Leaving early for Modena, at 5 AM no less, Castellotti was probably still yawning, and yearning to return to the warm bed he had left behind, when he climbed aboard to try and stave off the challenge of that little Niçois. It took him a single warm-up lap on a damp track before he signalled to his pit that the serious work was about to begin. Immediately after he lost control and flipped over a concrete wall into the small grandstand of the Circolo della Biella (the local club of enthusiasts were ironically Enzo Ferrari also used to reside) right behind it. Eugenio was dead on the spot.
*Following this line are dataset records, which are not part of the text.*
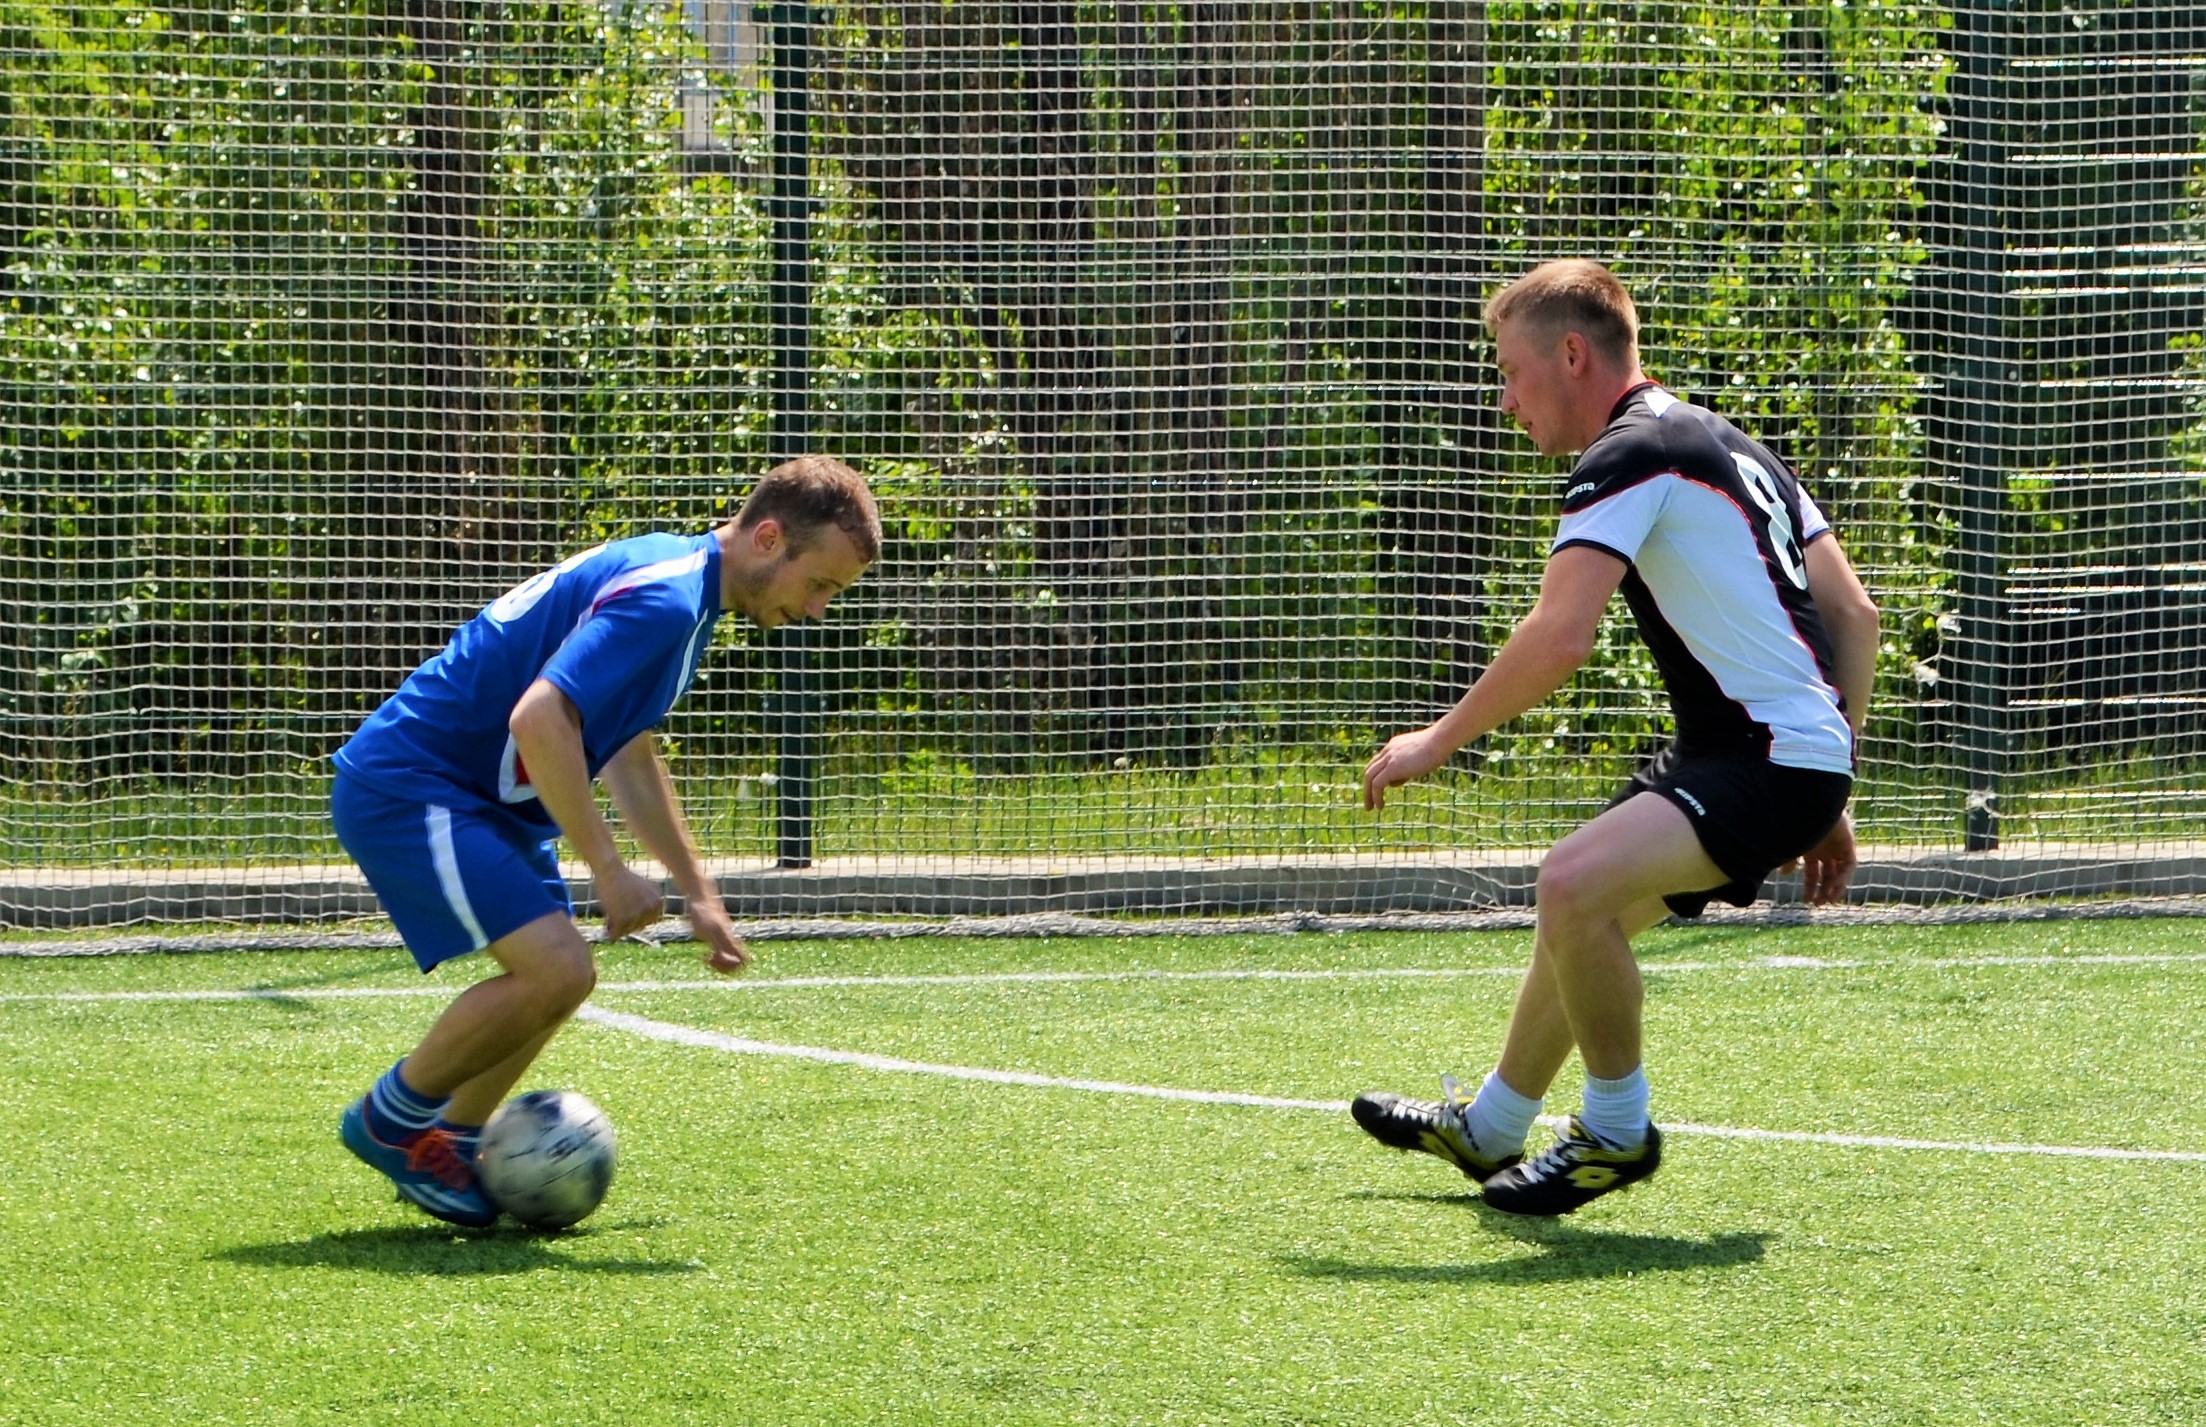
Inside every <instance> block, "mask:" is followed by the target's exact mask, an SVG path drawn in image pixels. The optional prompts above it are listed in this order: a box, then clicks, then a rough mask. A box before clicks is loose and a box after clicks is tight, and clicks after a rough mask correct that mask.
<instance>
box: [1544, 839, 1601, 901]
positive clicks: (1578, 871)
mask: <svg viewBox="0 0 2206 1427" xmlns="http://www.w3.org/2000/svg"><path fill="white" fill-rule="evenodd" d="M1613 891H1615V878H1613V876H1610V871H1608V869H1606V867H1602V865H1599V862H1597V860H1593V858H1586V856H1577V851H1575V849H1573V847H1568V845H1562V847H1555V851H1551V854H1546V860H1544V862H1540V876H1538V880H1535V882H1533V898H1535V900H1538V906H1540V915H1577V913H1593V911H1602V909H1604V906H1606V898H1610V893H1613Z"/></svg>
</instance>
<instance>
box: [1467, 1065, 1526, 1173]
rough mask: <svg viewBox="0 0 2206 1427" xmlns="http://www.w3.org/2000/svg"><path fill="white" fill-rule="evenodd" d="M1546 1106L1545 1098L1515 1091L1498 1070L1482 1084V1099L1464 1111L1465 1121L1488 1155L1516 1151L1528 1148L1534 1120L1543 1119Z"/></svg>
mask: <svg viewBox="0 0 2206 1427" xmlns="http://www.w3.org/2000/svg"><path fill="white" fill-rule="evenodd" d="M1542 1105H1544V1101H1535V1098H1531V1096H1524V1094H1518V1092H1516V1090H1511V1087H1509V1081H1504V1079H1502V1074H1500V1072H1498V1070H1496V1072H1491V1074H1487V1081H1485V1085H1480V1087H1478V1098H1476V1101H1471V1107H1469V1109H1465V1112H1463V1123H1465V1125H1469V1129H1471V1138H1474V1140H1478V1149H1482V1151H1487V1154H1516V1151H1518V1149H1524V1136H1529V1134H1531V1123H1533V1120H1538V1118H1540V1107H1542Z"/></svg>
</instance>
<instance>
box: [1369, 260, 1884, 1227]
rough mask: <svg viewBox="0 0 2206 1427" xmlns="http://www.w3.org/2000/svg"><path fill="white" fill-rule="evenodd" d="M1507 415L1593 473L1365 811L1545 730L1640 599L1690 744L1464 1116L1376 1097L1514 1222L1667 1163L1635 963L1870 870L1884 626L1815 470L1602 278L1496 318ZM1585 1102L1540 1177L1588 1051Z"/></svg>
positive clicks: (1536, 270) (1531, 290) (1532, 982)
mask: <svg viewBox="0 0 2206 1427" xmlns="http://www.w3.org/2000/svg"><path fill="white" fill-rule="evenodd" d="M1485 320H1487V329H1489V331H1491V333H1493V355H1496V362H1498V364H1500V373H1502V412H1504V415H1509V417H1513V419H1516V421H1518V426H1522V428H1524V434H1529V437H1531V439H1533V443H1535V446H1538V448H1540V452H1542V454H1549V457H1560V454H1568V452H1579V457H1577V465H1575V468H1573V470H1571V479H1568V485H1566V487H1564V496H1562V521H1560V525H1557V529H1555V540H1553V543H1551V547H1549V562H1546V571H1544V576H1542V582H1540V598H1538V602H1535V604H1533V609H1531V613H1529V615H1527V618H1524V622H1522V624H1518V629H1516V633H1511V635H1509V640H1507V642H1504V644H1502V648H1500V651H1498V653H1496V655H1493V662H1491V664H1489V666H1487V668H1485V673H1480V675H1478V679H1476V682H1474V684H1471V688H1469V693H1465V695H1463V699H1460V701H1458V704H1456V708H1454V710H1449V712H1447V715H1445V717H1443V719H1438V721H1436V723H1432V726H1429V728H1418V730H1412V732H1405V734H1396V737H1394V739H1390V741H1388V745H1385V748H1381V750H1379V752H1377V754H1374V757H1372V761H1370V763H1368V765H1366V768H1363V801H1366V805H1368V807H1379V805H1381V803H1383V801H1385V790H1388V787H1396V785H1401V783H1407V781H1410V779H1418V776H1423V774H1427V772H1432V770H1436V768H1438V765H1441V763H1445V761H1447V757H1449V754H1454V752H1456V750H1458V748H1463V745H1465V743H1469V741H1471V739H1476V737H1480V734H1487V732H1491V730H1493V728H1498V726H1500V723H1507V721H1509V719H1513V717H1518V715H1520V712H1524V710H1529V708H1533V706H1535V704H1538V701H1540V699H1544V697H1546V695H1549V693H1553V690H1555V688H1560V686H1562V682H1564V679H1566V677H1571V670H1575V668H1577V666H1579V664H1584V659H1586V657H1588V655H1591V653H1593V642H1595V631H1597V629H1599V622H1602V615H1604V611H1606V609H1608V600H1610V596H1615V593H1617V591H1619V589H1621V591H1624V600H1626V604H1630V609H1632V615H1635V620H1637V622H1639V635H1641V640H1646V644H1648V651H1650V653H1652V655H1655V666H1657V670H1659V673H1661V679H1663V686H1666V688H1668V693H1670V708H1672V715H1674V719H1677V741H1674V743H1672V748H1670V750H1666V752H1663V754H1661V757H1659V759H1655V761H1652V763H1650V765H1648V768H1643V770H1641V772H1639V774H1637V776H1635V779H1630V781H1628V783H1626V785H1624V790H1621V792H1619V794H1617V796H1615V801H1613V803H1610V805H1608V812H1604V814H1602V816H1597V818H1593V820H1591V823H1586V825H1584V827H1579V829H1577V831H1573V834H1571V836H1566V838H1564V840H1562V843H1557V845H1555V849H1553V851H1549V856H1546V860H1544V862H1542V865H1540V882H1538V902H1540V920H1538V933H1535V937H1533V955H1531V968H1529V970H1527V973H1524V981H1522V988H1520V990H1518V1001H1516V1015H1513V1017H1511V1021H1509V1032H1507V1037H1504V1041H1502V1054H1500V1063H1498V1065H1496V1070H1493V1074H1489V1076H1487V1079H1485V1083H1482V1085H1480V1087H1478V1090H1476V1094H1474V1092H1467V1090H1463V1087H1458V1085H1456V1081H1454V1079H1452V1076H1441V1083H1443V1098H1441V1101H1412V1098H1405V1096H1399V1094H1392V1092H1385V1090H1374V1092H1366V1094H1361V1096H1357V1098H1354V1103H1352V1105H1350V1112H1352V1116H1354V1120H1357V1125H1361V1127H1363V1131H1366V1134H1370V1136H1372V1138H1377V1140H1379V1142H1381V1145H1392V1147H1394V1149H1414V1151H1423V1154H1432V1156H1438V1158H1443V1160H1447V1162H1449V1165H1454V1167H1456V1169H1460V1171H1463V1173H1467V1176H1469V1178H1474V1180H1478V1182H1480V1189H1482V1193H1480V1198H1482V1200H1485V1202H1487V1204H1489V1206H1491V1209H1500V1211H1504V1213H1524V1215H1555V1213H1571V1211H1575V1209H1579V1206H1584V1204H1586V1202H1591V1200H1595V1198H1599V1195H1604V1193H1610V1191H1615V1189H1624V1187H1626V1184H1632V1182H1637V1180H1643V1178H1648V1176H1650V1173H1655V1167H1657V1165H1661V1134H1659V1131H1657V1129H1655V1125H1652V1123H1650V1120H1648V1079H1646V1070H1643V1065H1641V1008H1643V1001H1646V993H1643V986H1641V981H1639V964H1637V959H1635V957H1632V948H1630V942H1632V937H1637V935H1639V933H1641V931H1646V929H1648V926H1652V924H1655V922H1659V920H1661V918H1663V915H1668V913H1677V915H1685V918H1692V915H1701V911H1703V909H1705V906H1707V902H1712V900H1725V902H1732V904H1736V906H1747V904H1752V902H1754V900H1756V898H1758V895H1760V889H1763V880H1765V878H1767V876H1769V873H1771V871H1776V869H1780V867H1785V865H1791V862H1800V867H1802V889H1805V893H1807V900H1809V902H1831V900H1835V898H1838V895H1842V893H1844V891H1846V882H1849V878H1851V876H1853V867H1855V849H1853V827H1851V825H1849V823H1846V798H1849V796H1851V792H1853V757H1855V739H1857V737H1860V732H1862V719H1864V715H1866V712H1868V690H1871V682H1873V673H1875V664H1877V607H1875V604H1873V602H1871V600H1868V596H1866V593H1864V591H1862V582H1860V580H1857V578H1855V573H1853V567H1851V565H1849V562H1846V556H1844V551H1840V545H1838V536H1833V534H1831V525H1829V521H1824V516H1822V512H1820V509H1818V507H1816V503H1813V501H1811V498H1809V494H1807V492H1805V490H1802V487H1800V481H1798V479H1796V476H1793V472H1791V468H1787V465H1785V461H1780V459H1778V457H1776V454H1771V452H1769V448H1765V446H1760V443H1758V441H1754V439H1749V437H1747V434H1745V432H1741V430H1738V428H1736V426H1732V423H1730V421H1725V419H1723V417H1718V415H1714V412H1710V410H1705V408H1699V406H1692V404H1690V401H1681V399H1679V397H1674V395H1670V393H1668V390H1663V388H1661V386H1659V384H1655V382H1650V379H1648V377H1646V373H1643V371H1641V368H1639V313H1637V309H1635V307H1632V300H1630V296H1628V293H1626V291H1624V285H1621V282H1617V278H1615V273H1610V271H1608V269H1606V267H1602V265H1597V262H1584V260H1564V262H1546V265H1542V267H1535V269H1533V271H1531V273H1527V276H1522V278H1518V280H1516V282H1511V285H1509V287H1507V289H1502V291H1500V293H1498V296H1496V298H1493V302H1489V304H1487V313H1485ZM1573 1050H1577V1056H1579V1061H1582V1065H1584V1070H1586V1092H1584V1107H1582V1112H1579V1114H1577V1116H1573V1118H1571V1120H1568V1125H1566V1129H1564V1131H1562V1138H1560V1140H1557V1142H1555V1145H1553V1147H1549V1149H1544V1151H1542V1154H1538V1156H1535V1158H1531V1160H1527V1158H1524V1136H1527V1134H1529V1129H1531V1125H1533V1120H1535V1118H1538V1112H1540V1107H1542V1098H1544V1096H1546V1090H1549V1083H1551V1081H1553V1079H1555V1074H1557V1072H1560V1070H1562V1065H1564V1061H1566V1059H1568V1056H1571V1052H1573Z"/></svg>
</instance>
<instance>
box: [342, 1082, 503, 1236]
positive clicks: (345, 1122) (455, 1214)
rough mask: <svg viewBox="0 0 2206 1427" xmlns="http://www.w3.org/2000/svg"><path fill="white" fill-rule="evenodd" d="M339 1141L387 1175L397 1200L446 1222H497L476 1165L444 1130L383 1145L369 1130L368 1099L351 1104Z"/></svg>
mask: <svg viewBox="0 0 2206 1427" xmlns="http://www.w3.org/2000/svg"><path fill="white" fill-rule="evenodd" d="M338 1138H342V1140H344V1147H346V1149H351V1151H353V1154H355V1156H360V1158H362V1160H364V1162H366V1165H368V1167H371V1169H375V1171H379V1173H384V1176H388V1178H390V1182H393V1184H397V1187H399V1198H401V1200H406V1202H410V1204H415V1206H419V1209H424V1211H426V1213H430V1215H435V1217H439V1220H443V1222H446V1224H459V1226H461V1228H488V1226H490V1224H496V1222H499V1209H496V1206H494V1204H492V1202H490V1195H485V1193H483V1187H481V1184H479V1182H476V1180H474V1165H470V1162H468V1156H465V1154H461V1149H459V1145H457V1142H454V1140H452V1136H450V1134H446V1131H443V1129H435V1127H432V1129H417V1131H413V1134H408V1136H406V1138H401V1140H399V1142H397V1145H386V1142H382V1140H377V1138H375V1134H371V1131H368V1116H366V1101H355V1103H353V1105H351V1107H346V1112H344V1118H342V1120H338Z"/></svg>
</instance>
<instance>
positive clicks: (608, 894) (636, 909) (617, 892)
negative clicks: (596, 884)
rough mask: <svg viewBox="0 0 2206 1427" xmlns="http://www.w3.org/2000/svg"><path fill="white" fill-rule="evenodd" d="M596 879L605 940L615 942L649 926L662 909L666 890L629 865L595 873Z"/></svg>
mask: <svg viewBox="0 0 2206 1427" xmlns="http://www.w3.org/2000/svg"><path fill="white" fill-rule="evenodd" d="M596 882H598V909H600V911H602V913H604V940H607V942H618V940H620V937H624V935H629V933H635V931H642V929H644V926H651V924H653V922H657V920H660V913H662V911H666V891H664V889H662V887H660V884H657V882H653V880H651V878H646V876H644V873H640V871H635V869H633V867H615V869H613V871H611V873H596Z"/></svg>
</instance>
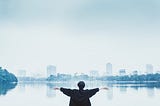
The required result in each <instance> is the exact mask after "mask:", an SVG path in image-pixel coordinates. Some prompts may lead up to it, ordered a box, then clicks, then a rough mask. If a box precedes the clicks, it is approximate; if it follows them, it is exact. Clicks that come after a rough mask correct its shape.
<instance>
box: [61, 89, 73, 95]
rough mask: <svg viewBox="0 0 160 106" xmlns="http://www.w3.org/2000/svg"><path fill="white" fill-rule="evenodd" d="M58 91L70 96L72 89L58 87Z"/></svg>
mask: <svg viewBox="0 0 160 106" xmlns="http://www.w3.org/2000/svg"><path fill="white" fill-rule="evenodd" d="M60 91H61V92H63V93H64V94H65V95H67V96H71V95H72V90H71V89H67V88H60Z"/></svg>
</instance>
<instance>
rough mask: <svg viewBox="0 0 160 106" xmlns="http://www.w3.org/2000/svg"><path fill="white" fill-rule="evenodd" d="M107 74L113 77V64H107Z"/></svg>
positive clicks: (106, 67)
mask: <svg viewBox="0 0 160 106" xmlns="http://www.w3.org/2000/svg"><path fill="white" fill-rule="evenodd" d="M106 74H107V76H112V64H111V63H107V64H106Z"/></svg>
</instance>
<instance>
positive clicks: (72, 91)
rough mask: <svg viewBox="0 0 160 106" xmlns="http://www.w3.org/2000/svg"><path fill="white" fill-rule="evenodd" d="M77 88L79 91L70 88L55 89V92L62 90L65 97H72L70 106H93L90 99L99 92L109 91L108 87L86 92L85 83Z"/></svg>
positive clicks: (70, 99)
mask: <svg viewBox="0 0 160 106" xmlns="http://www.w3.org/2000/svg"><path fill="white" fill-rule="evenodd" d="M77 86H78V87H79V89H68V88H63V87H61V88H54V90H60V91H61V92H63V93H64V94H65V95H67V96H69V97H70V102H69V106H91V102H90V99H89V98H91V97H92V96H93V95H95V94H96V93H97V92H98V91H99V90H103V89H104V90H108V88H107V87H104V88H94V89H86V90H84V87H85V83H84V81H80V82H78V84H77Z"/></svg>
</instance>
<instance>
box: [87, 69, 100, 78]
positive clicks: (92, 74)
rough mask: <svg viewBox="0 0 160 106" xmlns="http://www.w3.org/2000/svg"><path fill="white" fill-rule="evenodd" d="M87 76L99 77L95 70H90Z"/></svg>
mask: <svg viewBox="0 0 160 106" xmlns="http://www.w3.org/2000/svg"><path fill="white" fill-rule="evenodd" d="M89 74H90V76H91V77H98V76H99V73H98V71H97V70H91V71H90V72H89Z"/></svg>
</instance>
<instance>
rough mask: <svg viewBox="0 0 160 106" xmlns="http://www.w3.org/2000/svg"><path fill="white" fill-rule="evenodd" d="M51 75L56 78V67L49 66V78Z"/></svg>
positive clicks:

It was bloody senseless.

For Luigi Villoresi, due to retire from the sport, Castellotti's death caused his on-and-off relationship with the Commendatore to switch off permanently. "For the sake of Ferrari's pride, challenged that day over a cup of coffee in the Biella Club at Modena, was it right to have put in jeopardy the life of a racing driver?" Quite so.

The thoughts of Castellotti's heyday at Lancia, together with that inseparable duo of Ascari and Villoresi, were still very fresh, as it was just over two years earlier that the Lodi farmer's son first tested a D50 after his first year for Lancia driving sportscars. He did his first laps at the great Ospedaletti track near San Remo, especially set up for the occasion in November 1954. The track's short existence as the venue for a San Remo GP run to F1 rules was long enough to warrant that only the champions, i.e. Fangio and Ascari, won at Ospedaletti, before it was closed, only to be reopened for private Lancia test sessions…

And what about the Ospedaletti track as it is today? Well, look no further than Barry Boor's excellent article The Ghost of San Remo on his recent visit to his Ospedaletti dream track. It was precisely the story of Lancia managing to convince the Ospedaletti municipality to close off the roads for three days of pre-season testing, related in Chris Nixon's Rivals - The story of Lancia versus Mercedes Benz, that attracted Barry's interest in the track. And that's probably why the Castellotti picture is proudly residing at the top of his story.